P/E Calculation for EDC
Price-Earnings Ratio = Price per share ÷ Earnings per share
EDC Price-Earnings Ratio = 1.06 ÷ 0.159 = 6.7x
The P/E ratio isn’t a metric you view in isolation and only becomes useful when you compare it against other similar companies. We want to compare the stock’s P/E ratio to the average of companies that have similar characteristics as EDC, such as size and country of operation. A common peer group is companies that exist in the same industry, which is what I use. EDC’s P/E of 6.7x is lower than its industry peers (21.6x), which implies that each dollar of EDC’s earnings is being undervalued by investors. As such, our analysis shows that EDC represents an under-priced stock.
Assumptions to watch out for
However, before you rush out to buy EDC, it is important to note that this conclusion is based on two key assumptions. The first is that our “similar companies” are actually similar to EDC, or else the difference in P/E might be a result of other factors. For example, if you compared lower risk firms with EDC, then investors would naturally value it at a lower price since it is a riskier investment. The second assumption that must hold true is that the stocks we are comparing EDC to are fairly valued by the market. If this does not hold, there is a possibility that EDC’s P/E is lower because our peer group is overpriced by the market.
What this means for you:
Are you a shareholder? If your personal research into the stock confirms what the P/E ratio is telling you, it might be a good time to add more of EDC to your portfolio.
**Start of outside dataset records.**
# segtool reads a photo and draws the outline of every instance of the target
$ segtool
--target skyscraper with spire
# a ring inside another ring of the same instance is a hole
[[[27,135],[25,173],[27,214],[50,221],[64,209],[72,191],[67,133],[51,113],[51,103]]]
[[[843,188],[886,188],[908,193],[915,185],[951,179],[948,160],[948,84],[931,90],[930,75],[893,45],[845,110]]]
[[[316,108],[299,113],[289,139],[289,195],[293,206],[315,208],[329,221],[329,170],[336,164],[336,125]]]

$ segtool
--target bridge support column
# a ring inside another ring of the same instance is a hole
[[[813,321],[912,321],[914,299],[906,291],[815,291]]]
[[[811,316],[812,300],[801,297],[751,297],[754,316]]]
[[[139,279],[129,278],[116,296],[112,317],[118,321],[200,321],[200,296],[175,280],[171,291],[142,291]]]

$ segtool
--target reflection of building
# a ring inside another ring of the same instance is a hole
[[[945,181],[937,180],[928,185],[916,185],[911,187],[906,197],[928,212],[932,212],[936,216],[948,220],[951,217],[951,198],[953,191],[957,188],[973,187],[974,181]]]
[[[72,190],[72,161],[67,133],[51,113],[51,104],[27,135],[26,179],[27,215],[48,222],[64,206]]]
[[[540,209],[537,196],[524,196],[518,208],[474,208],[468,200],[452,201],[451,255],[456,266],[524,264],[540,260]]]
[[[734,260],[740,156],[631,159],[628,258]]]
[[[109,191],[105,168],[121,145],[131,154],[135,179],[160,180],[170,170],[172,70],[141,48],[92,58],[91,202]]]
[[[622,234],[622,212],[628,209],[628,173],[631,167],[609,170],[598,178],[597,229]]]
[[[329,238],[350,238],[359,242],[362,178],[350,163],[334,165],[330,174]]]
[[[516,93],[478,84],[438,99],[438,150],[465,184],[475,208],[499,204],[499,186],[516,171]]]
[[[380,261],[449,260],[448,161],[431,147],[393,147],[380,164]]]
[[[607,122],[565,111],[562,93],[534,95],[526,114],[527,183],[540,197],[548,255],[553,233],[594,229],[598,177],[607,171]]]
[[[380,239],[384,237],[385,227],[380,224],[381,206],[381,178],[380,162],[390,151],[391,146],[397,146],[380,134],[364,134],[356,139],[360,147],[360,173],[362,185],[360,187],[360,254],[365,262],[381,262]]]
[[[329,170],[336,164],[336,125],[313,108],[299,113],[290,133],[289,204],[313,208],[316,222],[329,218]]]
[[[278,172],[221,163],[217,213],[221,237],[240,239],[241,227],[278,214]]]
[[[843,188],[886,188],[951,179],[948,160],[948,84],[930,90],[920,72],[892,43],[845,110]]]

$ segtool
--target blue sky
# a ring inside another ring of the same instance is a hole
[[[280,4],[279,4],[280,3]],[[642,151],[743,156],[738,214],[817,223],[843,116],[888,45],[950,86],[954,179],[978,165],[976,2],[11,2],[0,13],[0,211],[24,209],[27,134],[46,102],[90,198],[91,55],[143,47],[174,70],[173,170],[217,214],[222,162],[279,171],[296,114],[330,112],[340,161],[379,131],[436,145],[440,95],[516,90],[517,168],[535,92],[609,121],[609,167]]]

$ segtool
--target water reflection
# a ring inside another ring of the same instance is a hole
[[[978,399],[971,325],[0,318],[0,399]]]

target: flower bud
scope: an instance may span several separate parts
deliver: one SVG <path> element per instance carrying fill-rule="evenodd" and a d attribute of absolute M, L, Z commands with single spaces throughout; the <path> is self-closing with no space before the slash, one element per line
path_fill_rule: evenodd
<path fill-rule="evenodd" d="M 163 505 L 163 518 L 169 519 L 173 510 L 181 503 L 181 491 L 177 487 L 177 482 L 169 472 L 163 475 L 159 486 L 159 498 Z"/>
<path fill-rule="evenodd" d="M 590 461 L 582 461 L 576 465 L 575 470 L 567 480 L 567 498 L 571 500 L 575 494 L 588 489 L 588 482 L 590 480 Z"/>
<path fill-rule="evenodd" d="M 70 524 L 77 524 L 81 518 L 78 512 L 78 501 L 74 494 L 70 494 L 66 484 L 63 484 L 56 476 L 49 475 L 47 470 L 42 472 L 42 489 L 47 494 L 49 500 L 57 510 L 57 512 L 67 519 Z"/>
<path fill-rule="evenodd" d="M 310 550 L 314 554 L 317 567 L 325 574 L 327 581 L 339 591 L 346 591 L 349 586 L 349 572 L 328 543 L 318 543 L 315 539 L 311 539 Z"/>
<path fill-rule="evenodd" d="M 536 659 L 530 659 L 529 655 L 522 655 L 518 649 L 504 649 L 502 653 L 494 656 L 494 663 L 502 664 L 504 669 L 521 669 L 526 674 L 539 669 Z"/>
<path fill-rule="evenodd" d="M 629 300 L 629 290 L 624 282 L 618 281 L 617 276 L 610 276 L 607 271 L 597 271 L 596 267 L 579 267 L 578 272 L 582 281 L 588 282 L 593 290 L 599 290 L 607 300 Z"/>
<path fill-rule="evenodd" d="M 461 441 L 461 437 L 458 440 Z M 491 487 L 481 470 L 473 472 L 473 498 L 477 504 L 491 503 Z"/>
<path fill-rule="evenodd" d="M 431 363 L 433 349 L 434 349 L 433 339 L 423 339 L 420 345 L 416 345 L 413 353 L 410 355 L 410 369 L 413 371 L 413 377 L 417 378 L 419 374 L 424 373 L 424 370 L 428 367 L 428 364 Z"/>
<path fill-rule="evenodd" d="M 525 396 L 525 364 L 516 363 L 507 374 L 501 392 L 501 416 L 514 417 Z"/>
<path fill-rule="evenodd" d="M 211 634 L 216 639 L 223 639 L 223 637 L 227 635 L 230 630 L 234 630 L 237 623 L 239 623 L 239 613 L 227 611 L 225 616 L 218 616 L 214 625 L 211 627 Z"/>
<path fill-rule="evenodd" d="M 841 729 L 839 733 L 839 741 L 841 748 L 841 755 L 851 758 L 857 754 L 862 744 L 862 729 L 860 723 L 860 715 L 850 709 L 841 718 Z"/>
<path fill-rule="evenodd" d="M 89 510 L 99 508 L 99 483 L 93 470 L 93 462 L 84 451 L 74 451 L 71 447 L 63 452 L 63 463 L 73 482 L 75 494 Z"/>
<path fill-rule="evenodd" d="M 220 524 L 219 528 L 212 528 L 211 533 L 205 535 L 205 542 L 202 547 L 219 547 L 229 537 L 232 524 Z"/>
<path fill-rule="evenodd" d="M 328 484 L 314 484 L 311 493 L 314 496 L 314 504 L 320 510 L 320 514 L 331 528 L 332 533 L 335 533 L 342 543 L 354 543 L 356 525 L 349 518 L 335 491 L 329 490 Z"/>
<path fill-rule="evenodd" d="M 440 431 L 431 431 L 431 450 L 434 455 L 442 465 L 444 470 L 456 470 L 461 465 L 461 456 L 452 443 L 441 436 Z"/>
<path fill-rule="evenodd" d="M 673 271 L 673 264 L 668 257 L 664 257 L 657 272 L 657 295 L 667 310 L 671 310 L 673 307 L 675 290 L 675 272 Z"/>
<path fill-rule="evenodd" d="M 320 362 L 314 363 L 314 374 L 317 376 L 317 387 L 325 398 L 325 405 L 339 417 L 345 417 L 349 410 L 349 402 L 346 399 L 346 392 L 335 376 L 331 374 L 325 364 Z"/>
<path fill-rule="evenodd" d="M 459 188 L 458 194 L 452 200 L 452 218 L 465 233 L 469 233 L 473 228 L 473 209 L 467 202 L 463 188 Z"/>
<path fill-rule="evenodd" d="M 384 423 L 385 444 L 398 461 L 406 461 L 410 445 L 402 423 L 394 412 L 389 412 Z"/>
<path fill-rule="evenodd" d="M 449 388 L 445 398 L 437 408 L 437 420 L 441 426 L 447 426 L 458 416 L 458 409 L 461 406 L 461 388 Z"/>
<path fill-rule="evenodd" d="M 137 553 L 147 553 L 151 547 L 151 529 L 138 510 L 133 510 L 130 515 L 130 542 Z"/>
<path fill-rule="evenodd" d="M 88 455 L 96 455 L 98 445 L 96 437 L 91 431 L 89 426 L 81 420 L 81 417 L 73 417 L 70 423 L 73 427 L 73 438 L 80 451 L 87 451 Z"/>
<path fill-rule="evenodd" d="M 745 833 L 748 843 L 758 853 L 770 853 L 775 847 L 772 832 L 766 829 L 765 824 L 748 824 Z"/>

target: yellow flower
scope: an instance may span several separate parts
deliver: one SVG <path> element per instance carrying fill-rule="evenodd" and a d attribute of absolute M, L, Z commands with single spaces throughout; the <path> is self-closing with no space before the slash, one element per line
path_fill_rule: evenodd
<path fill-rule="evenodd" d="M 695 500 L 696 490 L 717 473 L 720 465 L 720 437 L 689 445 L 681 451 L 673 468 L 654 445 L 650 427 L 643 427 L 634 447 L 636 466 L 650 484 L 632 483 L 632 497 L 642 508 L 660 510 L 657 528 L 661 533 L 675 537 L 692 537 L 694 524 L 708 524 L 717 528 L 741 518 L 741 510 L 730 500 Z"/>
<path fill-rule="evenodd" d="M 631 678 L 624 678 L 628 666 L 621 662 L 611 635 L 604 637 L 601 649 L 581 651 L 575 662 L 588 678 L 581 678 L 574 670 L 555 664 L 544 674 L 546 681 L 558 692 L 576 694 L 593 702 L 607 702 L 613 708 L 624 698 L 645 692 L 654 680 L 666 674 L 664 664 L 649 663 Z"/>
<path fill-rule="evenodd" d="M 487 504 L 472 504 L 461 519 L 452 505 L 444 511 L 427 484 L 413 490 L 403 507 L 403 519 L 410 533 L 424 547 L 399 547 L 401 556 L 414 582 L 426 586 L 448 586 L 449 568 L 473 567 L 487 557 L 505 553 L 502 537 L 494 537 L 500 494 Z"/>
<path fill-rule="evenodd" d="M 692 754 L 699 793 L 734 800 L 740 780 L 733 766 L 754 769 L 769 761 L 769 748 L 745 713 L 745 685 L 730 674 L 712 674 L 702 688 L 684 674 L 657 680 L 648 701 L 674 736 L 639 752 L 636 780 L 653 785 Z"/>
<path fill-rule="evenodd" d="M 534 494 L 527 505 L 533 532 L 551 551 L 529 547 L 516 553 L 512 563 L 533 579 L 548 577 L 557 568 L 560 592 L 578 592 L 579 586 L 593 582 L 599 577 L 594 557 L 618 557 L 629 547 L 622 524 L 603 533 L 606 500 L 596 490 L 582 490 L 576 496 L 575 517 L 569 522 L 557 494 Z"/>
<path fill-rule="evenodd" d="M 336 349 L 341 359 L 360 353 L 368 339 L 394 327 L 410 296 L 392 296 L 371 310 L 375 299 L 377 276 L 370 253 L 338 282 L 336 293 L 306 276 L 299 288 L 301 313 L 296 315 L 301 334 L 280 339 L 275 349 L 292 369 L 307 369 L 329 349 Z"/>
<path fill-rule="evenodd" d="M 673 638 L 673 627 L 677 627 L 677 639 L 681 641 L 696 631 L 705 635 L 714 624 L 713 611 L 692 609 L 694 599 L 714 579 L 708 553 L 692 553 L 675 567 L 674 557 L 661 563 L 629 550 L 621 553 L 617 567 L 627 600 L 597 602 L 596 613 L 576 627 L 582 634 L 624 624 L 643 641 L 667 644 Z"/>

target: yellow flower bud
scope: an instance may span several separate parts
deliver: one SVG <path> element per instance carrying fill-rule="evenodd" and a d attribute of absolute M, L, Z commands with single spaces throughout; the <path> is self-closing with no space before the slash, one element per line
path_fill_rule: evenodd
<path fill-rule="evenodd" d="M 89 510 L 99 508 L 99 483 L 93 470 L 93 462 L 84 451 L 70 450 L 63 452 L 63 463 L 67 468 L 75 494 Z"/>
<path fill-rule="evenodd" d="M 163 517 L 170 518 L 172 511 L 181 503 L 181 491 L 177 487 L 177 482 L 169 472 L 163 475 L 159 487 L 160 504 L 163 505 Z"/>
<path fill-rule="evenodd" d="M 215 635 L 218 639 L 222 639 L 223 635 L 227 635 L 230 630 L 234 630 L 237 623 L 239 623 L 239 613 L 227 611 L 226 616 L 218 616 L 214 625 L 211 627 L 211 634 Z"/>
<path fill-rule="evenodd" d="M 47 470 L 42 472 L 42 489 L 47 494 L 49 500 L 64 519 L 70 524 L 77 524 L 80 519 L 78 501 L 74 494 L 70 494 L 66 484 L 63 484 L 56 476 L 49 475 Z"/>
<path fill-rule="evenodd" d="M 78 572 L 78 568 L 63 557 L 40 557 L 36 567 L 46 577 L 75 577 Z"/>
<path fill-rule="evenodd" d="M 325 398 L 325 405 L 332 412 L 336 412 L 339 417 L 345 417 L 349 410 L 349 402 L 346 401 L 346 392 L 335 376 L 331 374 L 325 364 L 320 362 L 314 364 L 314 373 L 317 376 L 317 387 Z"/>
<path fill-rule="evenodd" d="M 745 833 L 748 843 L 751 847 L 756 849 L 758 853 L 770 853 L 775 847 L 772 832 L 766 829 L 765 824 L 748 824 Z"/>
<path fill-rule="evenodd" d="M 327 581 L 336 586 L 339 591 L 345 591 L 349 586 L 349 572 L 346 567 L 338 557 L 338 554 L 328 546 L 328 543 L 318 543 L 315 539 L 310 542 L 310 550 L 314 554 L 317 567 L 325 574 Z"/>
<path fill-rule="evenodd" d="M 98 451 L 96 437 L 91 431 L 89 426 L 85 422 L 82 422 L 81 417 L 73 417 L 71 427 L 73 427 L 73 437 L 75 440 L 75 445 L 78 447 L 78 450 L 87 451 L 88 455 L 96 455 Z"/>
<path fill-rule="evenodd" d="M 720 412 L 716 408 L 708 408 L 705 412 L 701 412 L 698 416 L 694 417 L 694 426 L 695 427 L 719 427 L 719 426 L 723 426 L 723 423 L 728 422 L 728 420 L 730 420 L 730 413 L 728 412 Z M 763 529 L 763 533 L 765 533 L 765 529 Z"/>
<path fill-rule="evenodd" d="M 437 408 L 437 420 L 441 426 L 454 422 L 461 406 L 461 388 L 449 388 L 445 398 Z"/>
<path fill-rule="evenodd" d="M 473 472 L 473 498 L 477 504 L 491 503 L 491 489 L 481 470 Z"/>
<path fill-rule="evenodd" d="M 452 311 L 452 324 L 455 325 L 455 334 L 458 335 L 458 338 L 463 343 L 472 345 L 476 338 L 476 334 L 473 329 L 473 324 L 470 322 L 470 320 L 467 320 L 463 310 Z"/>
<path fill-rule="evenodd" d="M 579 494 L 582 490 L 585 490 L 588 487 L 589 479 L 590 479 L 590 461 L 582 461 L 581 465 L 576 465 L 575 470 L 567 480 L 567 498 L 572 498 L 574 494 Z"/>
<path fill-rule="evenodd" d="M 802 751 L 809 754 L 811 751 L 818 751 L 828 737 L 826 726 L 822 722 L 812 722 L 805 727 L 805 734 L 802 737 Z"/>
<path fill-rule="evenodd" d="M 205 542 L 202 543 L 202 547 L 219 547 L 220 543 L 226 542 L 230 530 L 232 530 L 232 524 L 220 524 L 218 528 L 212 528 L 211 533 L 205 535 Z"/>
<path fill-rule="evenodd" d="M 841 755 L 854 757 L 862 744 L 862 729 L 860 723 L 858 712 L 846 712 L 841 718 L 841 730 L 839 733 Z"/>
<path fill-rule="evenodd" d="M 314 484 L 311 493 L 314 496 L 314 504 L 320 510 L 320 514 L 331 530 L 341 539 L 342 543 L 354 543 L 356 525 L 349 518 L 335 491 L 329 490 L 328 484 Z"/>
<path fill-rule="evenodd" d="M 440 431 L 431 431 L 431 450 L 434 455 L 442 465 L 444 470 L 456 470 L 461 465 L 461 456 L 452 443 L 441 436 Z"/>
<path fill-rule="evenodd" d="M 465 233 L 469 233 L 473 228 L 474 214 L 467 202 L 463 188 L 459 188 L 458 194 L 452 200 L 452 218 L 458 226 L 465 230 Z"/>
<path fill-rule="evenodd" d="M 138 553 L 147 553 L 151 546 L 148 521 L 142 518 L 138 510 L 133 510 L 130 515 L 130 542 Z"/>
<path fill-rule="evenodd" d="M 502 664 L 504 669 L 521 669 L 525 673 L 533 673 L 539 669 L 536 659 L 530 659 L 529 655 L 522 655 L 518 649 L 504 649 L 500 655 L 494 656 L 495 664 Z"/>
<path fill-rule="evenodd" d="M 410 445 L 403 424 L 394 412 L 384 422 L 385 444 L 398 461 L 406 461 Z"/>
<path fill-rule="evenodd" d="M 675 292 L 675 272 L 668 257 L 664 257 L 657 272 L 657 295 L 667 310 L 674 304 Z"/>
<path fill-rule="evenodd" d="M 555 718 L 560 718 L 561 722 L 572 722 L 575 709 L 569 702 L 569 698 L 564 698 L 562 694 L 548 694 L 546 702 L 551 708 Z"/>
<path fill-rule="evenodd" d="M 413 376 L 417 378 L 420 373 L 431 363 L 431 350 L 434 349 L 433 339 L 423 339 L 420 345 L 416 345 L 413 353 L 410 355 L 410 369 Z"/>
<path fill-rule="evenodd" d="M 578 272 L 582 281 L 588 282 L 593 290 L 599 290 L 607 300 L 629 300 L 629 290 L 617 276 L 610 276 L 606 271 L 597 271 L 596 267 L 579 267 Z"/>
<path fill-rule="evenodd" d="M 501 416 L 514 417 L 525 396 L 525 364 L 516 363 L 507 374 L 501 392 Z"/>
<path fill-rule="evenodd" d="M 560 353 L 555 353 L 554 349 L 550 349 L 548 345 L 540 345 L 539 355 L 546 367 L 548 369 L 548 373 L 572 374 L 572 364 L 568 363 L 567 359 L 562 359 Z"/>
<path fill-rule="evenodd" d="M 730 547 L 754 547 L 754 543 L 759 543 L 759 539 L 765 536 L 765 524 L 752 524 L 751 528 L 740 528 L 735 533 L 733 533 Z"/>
But keep in mind that the usefulness of relative valuation depends on whether you are comfortable with making the assumptions I mentioned above.
Are you a potential investor? If you are considering investing in EDC, basing your decision on the PE metric at one point in time is certainly not sufficient. I recommend you do additional analysis by looking at its intrinsic valuation and using other relative valuation ratios like PEG or EV/EBITDA.